Elle venait de parler de moi à la troisième personne, à son habitude. Elle ne m’apprécie pas beaucoup et c’est réciproque. En temps normal je lui aurais déjà réglé son compte, mais là je n’étais pas chez moi, je décidais donc de prendre sur moi et de ne pas répondre.
-On dit bonsoir c’est la moindre des choses…
« Ah heureusement que Tatiana n’a pas sa bouche dans sa poche !... »
-Je dis bonsoir si je veux ! C’est un homme marié qu’est-ce qu’il fait ici à pareille heure ?
-Il n’est pas marié ! 
-Il n’est pas encore passé devant le maire pour ton information !
-Il vit avec une femme sous son toit oui ou non ? Donc c’est la même chose, il est casé ! Ne joue pas avec les mots Tatiana !....

-Raïssa ! Toi aussi ….Tu ne peux pas laisser ta sœur tranquille…Regarde son état….
-Non Maman il n’y a pas de moi aussi ! C’est toi qui encourage tout ça !
-Elle m’encourage en faisant quoi ? Mêle-toi de tes affaires !....
Tatiana venait de se mettre debout, mains aux anches elle défiait sa grande sœur du regard. 

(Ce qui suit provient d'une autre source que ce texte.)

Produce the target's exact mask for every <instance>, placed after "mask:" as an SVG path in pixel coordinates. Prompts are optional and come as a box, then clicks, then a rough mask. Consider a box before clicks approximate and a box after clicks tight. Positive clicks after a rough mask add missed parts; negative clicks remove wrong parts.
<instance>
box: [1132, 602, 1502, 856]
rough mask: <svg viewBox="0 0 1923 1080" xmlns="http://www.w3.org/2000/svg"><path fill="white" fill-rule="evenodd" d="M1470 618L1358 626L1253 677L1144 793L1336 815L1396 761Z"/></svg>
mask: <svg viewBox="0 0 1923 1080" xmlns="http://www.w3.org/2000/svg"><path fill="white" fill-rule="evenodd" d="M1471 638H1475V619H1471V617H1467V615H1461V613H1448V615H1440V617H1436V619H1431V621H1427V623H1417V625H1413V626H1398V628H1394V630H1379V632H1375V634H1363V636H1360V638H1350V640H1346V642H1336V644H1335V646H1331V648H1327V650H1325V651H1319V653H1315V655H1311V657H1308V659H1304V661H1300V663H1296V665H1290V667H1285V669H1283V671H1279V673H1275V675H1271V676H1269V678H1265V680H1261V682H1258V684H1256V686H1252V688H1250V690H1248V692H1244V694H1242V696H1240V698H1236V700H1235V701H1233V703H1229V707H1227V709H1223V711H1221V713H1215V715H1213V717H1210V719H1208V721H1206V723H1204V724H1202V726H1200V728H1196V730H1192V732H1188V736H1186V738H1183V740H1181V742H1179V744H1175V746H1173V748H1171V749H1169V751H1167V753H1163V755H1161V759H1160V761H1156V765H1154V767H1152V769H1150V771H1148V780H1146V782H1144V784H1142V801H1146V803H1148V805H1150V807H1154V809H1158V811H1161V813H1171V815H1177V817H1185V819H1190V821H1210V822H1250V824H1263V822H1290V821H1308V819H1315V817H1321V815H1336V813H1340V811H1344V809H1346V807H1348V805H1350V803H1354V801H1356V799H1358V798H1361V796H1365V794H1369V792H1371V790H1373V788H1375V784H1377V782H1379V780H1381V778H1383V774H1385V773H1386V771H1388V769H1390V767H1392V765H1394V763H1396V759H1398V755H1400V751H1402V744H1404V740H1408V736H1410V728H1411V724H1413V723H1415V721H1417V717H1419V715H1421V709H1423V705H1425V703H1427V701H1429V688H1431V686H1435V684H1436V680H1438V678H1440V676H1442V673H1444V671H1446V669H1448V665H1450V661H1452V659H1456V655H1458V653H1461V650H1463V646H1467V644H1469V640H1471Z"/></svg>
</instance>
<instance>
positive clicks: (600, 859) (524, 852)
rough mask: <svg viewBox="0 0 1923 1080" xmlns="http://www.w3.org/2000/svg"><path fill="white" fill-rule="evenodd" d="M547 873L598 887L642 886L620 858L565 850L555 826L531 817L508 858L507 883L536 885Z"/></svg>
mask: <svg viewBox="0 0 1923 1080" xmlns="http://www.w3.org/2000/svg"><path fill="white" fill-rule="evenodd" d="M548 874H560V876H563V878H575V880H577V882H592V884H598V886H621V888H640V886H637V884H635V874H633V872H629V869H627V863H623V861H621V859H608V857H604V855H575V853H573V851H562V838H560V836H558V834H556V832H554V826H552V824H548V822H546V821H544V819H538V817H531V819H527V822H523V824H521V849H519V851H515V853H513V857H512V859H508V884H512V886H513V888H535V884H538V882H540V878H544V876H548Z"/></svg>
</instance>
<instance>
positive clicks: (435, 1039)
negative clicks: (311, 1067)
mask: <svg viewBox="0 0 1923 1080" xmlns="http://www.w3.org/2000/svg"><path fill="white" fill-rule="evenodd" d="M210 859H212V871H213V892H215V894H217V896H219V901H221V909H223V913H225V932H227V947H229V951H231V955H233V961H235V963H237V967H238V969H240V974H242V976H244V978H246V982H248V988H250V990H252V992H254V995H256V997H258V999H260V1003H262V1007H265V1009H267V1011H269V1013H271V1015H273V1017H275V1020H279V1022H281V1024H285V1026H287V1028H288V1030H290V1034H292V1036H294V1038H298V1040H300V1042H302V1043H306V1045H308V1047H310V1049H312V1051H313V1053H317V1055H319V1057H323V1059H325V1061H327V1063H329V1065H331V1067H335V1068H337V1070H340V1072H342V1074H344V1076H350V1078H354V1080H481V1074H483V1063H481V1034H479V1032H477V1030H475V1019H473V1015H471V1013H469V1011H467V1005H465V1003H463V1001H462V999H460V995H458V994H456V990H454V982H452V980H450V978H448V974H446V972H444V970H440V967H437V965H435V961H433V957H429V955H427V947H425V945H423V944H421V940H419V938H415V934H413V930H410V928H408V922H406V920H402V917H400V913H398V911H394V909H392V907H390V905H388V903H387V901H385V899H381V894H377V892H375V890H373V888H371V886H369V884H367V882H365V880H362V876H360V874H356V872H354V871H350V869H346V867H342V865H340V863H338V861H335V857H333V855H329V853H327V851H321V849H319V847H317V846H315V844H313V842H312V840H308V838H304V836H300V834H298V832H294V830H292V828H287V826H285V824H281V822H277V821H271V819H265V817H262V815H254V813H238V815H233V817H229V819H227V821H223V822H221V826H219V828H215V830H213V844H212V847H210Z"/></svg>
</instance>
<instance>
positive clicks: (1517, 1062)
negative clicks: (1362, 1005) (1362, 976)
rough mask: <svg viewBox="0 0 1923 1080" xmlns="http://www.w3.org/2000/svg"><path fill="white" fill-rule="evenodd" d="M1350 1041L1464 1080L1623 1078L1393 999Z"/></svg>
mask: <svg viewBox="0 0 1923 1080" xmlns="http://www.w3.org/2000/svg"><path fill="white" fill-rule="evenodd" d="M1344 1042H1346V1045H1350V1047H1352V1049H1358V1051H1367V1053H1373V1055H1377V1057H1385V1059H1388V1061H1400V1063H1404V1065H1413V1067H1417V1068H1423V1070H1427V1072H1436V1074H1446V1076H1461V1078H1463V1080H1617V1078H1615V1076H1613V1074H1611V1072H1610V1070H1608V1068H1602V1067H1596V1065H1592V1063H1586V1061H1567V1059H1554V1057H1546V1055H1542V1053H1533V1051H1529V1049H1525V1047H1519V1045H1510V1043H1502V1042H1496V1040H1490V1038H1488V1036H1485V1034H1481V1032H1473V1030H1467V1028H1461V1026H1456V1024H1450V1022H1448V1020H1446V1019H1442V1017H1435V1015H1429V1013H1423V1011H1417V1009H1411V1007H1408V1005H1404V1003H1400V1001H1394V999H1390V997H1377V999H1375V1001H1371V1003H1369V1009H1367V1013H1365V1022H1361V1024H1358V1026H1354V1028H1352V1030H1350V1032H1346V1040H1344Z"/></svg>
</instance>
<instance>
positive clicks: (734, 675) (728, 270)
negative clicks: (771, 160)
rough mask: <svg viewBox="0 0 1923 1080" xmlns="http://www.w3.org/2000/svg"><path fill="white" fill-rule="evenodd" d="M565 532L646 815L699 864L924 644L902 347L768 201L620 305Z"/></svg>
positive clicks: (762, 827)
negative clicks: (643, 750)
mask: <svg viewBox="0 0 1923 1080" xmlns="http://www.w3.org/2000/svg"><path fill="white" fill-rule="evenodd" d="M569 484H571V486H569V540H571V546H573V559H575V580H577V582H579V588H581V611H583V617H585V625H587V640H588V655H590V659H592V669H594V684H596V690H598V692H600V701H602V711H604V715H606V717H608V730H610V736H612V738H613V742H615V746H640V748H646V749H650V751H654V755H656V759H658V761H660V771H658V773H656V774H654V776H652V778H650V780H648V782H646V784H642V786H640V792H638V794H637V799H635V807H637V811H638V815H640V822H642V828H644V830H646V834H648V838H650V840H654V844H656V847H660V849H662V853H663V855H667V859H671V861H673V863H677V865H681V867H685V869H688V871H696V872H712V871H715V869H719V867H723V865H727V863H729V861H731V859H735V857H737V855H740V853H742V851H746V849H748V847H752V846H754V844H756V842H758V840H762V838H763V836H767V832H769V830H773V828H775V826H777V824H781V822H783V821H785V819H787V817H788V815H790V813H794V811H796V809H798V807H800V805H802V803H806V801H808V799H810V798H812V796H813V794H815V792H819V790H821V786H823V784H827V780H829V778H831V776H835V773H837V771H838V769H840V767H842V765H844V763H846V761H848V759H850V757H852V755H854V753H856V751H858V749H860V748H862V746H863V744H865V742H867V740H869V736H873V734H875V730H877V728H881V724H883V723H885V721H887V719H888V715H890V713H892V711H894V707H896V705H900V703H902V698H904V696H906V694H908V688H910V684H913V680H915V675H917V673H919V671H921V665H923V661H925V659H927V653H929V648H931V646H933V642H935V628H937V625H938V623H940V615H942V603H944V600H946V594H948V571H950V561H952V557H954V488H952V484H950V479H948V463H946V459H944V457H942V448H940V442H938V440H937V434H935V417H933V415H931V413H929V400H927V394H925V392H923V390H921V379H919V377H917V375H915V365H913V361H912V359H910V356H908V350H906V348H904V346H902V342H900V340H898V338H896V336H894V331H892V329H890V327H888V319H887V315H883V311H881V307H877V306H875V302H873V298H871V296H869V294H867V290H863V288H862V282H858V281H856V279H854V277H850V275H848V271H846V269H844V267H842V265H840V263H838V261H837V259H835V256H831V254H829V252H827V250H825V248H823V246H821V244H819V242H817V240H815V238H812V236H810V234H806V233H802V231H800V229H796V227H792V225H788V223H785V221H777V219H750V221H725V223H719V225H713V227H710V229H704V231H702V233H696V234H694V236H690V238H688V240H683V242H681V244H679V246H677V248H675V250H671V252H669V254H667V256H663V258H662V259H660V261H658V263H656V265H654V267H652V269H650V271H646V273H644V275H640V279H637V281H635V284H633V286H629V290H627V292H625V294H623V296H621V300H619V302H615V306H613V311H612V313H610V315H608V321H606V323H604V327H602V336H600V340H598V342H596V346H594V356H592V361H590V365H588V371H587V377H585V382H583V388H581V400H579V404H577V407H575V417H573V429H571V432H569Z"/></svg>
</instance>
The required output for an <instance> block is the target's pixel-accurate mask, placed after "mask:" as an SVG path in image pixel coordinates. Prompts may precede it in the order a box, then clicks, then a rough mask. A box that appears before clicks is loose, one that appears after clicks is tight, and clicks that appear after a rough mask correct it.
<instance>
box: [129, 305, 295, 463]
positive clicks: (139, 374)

-Ne me parle pas sur ce ton Tatiana ? Sinon…
-Sinon quoi ?!
Tatiana énervée se dandinait devant sa sœur ainée comme un ballon trop gonflé. 
-Tu as la chance parce que tu es enceinte…
-Je te donne rendez-vous dans quelques semaines si tu veux Raïssa !
-Je ne vois même pas pour quoi je perds mon temps ici….Mieux je bouge ! 
-Oui c’est ça ! Il faut partir ! Jalouse ! Aigrie que tu es !
-Tchiiiip il y a même quoi à jalouser là ? Voleuse de mari que tu es !
-Moi je suis une voleuse de mari, mais toi ? A trente -sept ans passés tu vis encore sous le toit de ta mère ! Il est temps que tu sortes d’ici ! Trouve toi un homme vieille fille va !
-Tatiana tu parles comme ça avec qui ?
-Avec ……
Elle n’eut pas le temps de terminer sa phrase que Raïssa se jeta sur elle comme une furie.
-Parle encore ! Ce n’est pas la bouche que tu fais là parce que ta mère t’encourage je vais bien te bastonner aujourd’hui tu vas voir ça !
-Laisse ta sœur ! 
Antoinette se jeta sur sa fille ainée et dans la précipitation manqua de faire tomber son pagne.
-Oh la vieille laisse-moi !
-Tu ne vois pas qu’elle est enceinte ? 
-Quand elle m’a manqué de respect elle ne savait pas qu’elle était enceinte ? Je vais lui régler son compte à cette insolente !
Raïssa se jeta sur sa sœur qui perdit l’équilibre et se retrouvait au sol.
-Aie ! Mon ventre ! Aie !
Moi qui étais resté à l’écart de la dispute depuis le début, je bondis de mon siège et saisi Raïssa par les cheveux.
-Dépêche- toi de la lâcher tout de suite !....
-Aie mon ventre ! Aie ! Je perds les eaux. Maman ! Maman !... Olivier ! Aie ! J’ai mal au ventre…..
Je poussai brusquement Raïssa qui allait tituber quelques mètres plus loin. Et aidai Tatiana qui pleurait à chaudes larmes en se tenant le ventre.
« Merde ! Il ne faut pas que je perde mon sang froid ! Il faut allez à l’hôpital tout de suite ! »
-S’il arrive quelque chose à mon fils tu vas me sentir ! Dis-je en menaçant Raïssa.